“Remember to walk a mile in his moccasins…
Judge Softly by Mary T. Lathrap, 1895
We will be known forever by the tracks we leave
In other people’s lives.”
On April 5, 1968, third-grade teacher Jane Elliott launched a controversy that still simmers today. More on that in a minute.
The subject of chapter two in How Humans Learn is sociality, a term whose definition I’ll get to in a subsequent post. For now, it’s enough to know that the classroom is steeped in the social environment surrounding it.
Class activities occur within the context of myriad human relationships: teacher-student, student-student, parent-student, student-society, and so on.
Never was that fact driven home more forcefully than on that April day in 1968. History buffs will recall that Martin Luther King Jr had been assassinated the day before. Riceville, Iowa teacher Jane Elliott changed plans to help her third-graders understand how racial discrimination permeates the lives of those who suffer from it. She sought to show them the social context surrounding King’s activism and his murder.
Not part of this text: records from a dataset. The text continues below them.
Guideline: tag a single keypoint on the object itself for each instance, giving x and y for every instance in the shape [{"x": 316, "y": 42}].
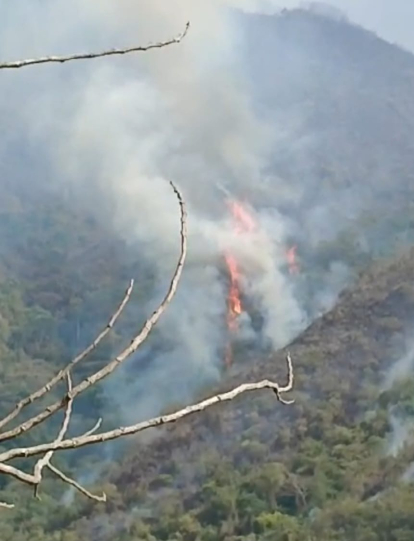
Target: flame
[
  {"x": 243, "y": 223},
  {"x": 291, "y": 259}
]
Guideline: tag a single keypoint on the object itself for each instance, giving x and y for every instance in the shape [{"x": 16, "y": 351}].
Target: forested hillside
[{"x": 337, "y": 465}]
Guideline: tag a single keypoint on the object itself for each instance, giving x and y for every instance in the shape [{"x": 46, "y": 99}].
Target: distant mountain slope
[
  {"x": 342, "y": 103},
  {"x": 224, "y": 471}
]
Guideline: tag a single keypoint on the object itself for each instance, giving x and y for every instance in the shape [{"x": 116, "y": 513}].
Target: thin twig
[
  {"x": 76, "y": 485},
  {"x": 68, "y": 368},
  {"x": 88, "y": 56},
  {"x": 94, "y": 428},
  {"x": 129, "y": 350},
  {"x": 76, "y": 443},
  {"x": 7, "y": 505}
]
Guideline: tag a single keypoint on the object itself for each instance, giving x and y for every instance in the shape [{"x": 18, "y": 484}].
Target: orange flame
[
  {"x": 243, "y": 222},
  {"x": 291, "y": 259}
]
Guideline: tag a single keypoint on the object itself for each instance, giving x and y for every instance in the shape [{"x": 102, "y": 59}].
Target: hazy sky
[{"x": 392, "y": 20}]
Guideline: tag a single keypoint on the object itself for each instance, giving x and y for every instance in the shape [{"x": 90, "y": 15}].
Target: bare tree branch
[
  {"x": 128, "y": 351},
  {"x": 43, "y": 462},
  {"x": 94, "y": 428},
  {"x": 76, "y": 443},
  {"x": 7, "y": 505},
  {"x": 76, "y": 485},
  {"x": 89, "y": 56},
  {"x": 68, "y": 368}
]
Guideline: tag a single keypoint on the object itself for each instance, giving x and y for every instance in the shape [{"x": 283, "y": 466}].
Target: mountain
[
  {"x": 254, "y": 469},
  {"x": 341, "y": 101},
  {"x": 336, "y": 464}
]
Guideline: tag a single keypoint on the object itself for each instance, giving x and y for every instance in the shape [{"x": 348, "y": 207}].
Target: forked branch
[
  {"x": 136, "y": 342},
  {"x": 82, "y": 441},
  {"x": 88, "y": 56},
  {"x": 68, "y": 368}
]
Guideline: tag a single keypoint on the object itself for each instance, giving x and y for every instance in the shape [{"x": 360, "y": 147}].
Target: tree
[{"x": 46, "y": 449}]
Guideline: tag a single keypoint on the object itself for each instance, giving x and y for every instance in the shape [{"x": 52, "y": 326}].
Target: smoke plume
[{"x": 110, "y": 134}]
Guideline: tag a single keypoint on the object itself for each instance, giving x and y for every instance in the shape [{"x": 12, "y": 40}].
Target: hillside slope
[
  {"x": 330, "y": 467},
  {"x": 254, "y": 469}
]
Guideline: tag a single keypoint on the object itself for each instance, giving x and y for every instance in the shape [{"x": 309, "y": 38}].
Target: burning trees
[
  {"x": 243, "y": 224},
  {"x": 11, "y": 429}
]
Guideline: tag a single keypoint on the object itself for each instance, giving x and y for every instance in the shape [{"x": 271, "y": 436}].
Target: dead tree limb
[
  {"x": 45, "y": 461},
  {"x": 65, "y": 371},
  {"x": 6, "y": 505},
  {"x": 76, "y": 443},
  {"x": 128, "y": 351},
  {"x": 88, "y": 56},
  {"x": 76, "y": 485}
]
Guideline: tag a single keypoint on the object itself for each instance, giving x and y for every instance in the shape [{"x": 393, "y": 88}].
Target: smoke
[
  {"x": 110, "y": 134},
  {"x": 401, "y": 422}
]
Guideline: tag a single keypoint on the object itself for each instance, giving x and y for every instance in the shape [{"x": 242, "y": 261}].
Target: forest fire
[
  {"x": 291, "y": 258},
  {"x": 243, "y": 223}
]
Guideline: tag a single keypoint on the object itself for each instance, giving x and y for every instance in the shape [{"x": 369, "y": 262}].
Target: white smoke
[{"x": 113, "y": 132}]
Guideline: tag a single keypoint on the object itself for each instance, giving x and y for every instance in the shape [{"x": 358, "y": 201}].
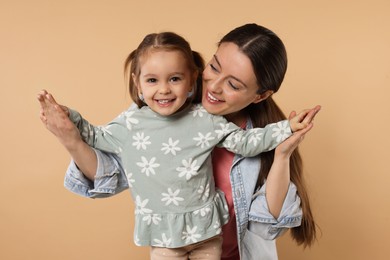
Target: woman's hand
[
  {"x": 286, "y": 148},
  {"x": 56, "y": 119}
]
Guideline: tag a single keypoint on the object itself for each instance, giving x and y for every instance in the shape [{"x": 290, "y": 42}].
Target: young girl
[{"x": 165, "y": 148}]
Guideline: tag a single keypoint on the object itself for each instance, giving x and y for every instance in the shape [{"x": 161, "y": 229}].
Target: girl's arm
[{"x": 55, "y": 118}]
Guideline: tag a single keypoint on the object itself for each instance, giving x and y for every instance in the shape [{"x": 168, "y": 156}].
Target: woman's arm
[
  {"x": 278, "y": 180},
  {"x": 55, "y": 118}
]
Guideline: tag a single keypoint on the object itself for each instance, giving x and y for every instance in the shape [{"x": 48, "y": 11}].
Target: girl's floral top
[{"x": 168, "y": 167}]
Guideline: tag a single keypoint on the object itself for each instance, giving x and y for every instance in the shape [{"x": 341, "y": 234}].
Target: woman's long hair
[{"x": 269, "y": 60}]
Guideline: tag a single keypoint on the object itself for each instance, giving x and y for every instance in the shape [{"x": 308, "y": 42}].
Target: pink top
[{"x": 222, "y": 163}]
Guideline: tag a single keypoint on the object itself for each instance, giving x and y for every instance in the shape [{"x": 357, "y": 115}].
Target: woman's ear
[{"x": 263, "y": 96}]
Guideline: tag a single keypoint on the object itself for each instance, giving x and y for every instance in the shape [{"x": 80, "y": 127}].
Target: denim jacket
[{"x": 256, "y": 227}]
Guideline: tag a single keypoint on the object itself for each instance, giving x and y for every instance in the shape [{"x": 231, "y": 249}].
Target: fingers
[
  {"x": 292, "y": 115},
  {"x": 311, "y": 114}
]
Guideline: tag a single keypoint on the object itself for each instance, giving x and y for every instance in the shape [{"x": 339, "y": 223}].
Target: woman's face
[{"x": 229, "y": 83}]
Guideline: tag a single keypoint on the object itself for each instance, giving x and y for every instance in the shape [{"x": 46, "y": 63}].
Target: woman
[{"x": 266, "y": 194}]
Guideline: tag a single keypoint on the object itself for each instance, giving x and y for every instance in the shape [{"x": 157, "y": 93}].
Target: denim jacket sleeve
[
  {"x": 264, "y": 224},
  {"x": 110, "y": 178}
]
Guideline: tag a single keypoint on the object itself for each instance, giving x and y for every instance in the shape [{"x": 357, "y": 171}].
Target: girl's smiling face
[{"x": 164, "y": 81}]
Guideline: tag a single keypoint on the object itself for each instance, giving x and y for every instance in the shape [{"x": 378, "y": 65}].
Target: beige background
[{"x": 339, "y": 57}]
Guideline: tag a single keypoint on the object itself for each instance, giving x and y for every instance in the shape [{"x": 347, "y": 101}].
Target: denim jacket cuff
[
  {"x": 106, "y": 183},
  {"x": 264, "y": 223}
]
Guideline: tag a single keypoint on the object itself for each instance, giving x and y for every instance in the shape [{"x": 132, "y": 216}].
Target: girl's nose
[
  {"x": 214, "y": 85},
  {"x": 165, "y": 88}
]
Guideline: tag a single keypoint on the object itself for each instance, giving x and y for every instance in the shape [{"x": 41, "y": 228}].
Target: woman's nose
[{"x": 214, "y": 85}]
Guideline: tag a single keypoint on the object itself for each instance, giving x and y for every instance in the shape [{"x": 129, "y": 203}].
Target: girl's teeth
[{"x": 211, "y": 97}]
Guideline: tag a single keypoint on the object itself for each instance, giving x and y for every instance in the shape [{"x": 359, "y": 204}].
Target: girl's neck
[{"x": 238, "y": 118}]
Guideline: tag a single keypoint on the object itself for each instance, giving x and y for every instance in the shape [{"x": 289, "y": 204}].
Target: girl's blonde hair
[{"x": 166, "y": 41}]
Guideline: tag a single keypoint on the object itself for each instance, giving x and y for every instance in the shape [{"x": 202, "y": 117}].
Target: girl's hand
[
  {"x": 56, "y": 119},
  {"x": 286, "y": 148}
]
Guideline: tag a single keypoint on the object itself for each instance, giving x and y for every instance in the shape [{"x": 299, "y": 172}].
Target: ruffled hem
[{"x": 181, "y": 229}]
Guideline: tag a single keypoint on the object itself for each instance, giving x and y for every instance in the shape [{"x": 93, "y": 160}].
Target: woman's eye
[
  {"x": 213, "y": 67},
  {"x": 233, "y": 86}
]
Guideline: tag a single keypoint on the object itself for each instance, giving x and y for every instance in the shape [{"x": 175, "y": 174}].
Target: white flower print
[
  {"x": 190, "y": 236},
  {"x": 203, "y": 140},
  {"x": 255, "y": 138},
  {"x": 152, "y": 218},
  {"x": 148, "y": 167},
  {"x": 198, "y": 110},
  {"x": 282, "y": 131},
  {"x": 217, "y": 227},
  {"x": 238, "y": 137},
  {"x": 203, "y": 211},
  {"x": 204, "y": 192},
  {"x": 189, "y": 169},
  {"x": 129, "y": 120},
  {"x": 141, "y": 141},
  {"x": 130, "y": 180},
  {"x": 140, "y": 206},
  {"x": 164, "y": 242},
  {"x": 224, "y": 130},
  {"x": 171, "y": 197},
  {"x": 104, "y": 130},
  {"x": 171, "y": 147}
]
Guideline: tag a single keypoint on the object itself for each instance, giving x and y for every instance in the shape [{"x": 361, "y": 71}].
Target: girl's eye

Elliott divided her all-white class by eye color and explained how she would begin treating the blue-eyed students worse than the brown-eyes students. The next day, she reversed the exercise to give every student a chance to experience prejudice. Needless to say, the activity became highly controversial and has remained so ever since.
An article in Smithsonian magazine notes “When the exercise ended, some of the kids hugged, some cried. Elliott reminded them that the reason for the lesson was the King assassination, and she asked them to write down what they had learned.” One third-grader wrote:
“I felt like quitting school. . . . I felt mad. That’s what it feels like when you’re discriminated against.”
In the ensuing five decades, Elliott has been both lauded as a racial justice hero and condemned as a sadistic child experimenter. Undoubtedly, her exercise would have a hard time clearing any institutional review board today. Nevertheless, it serves as evidence that learning is never isolated from the personal and social relations among students and the larger society.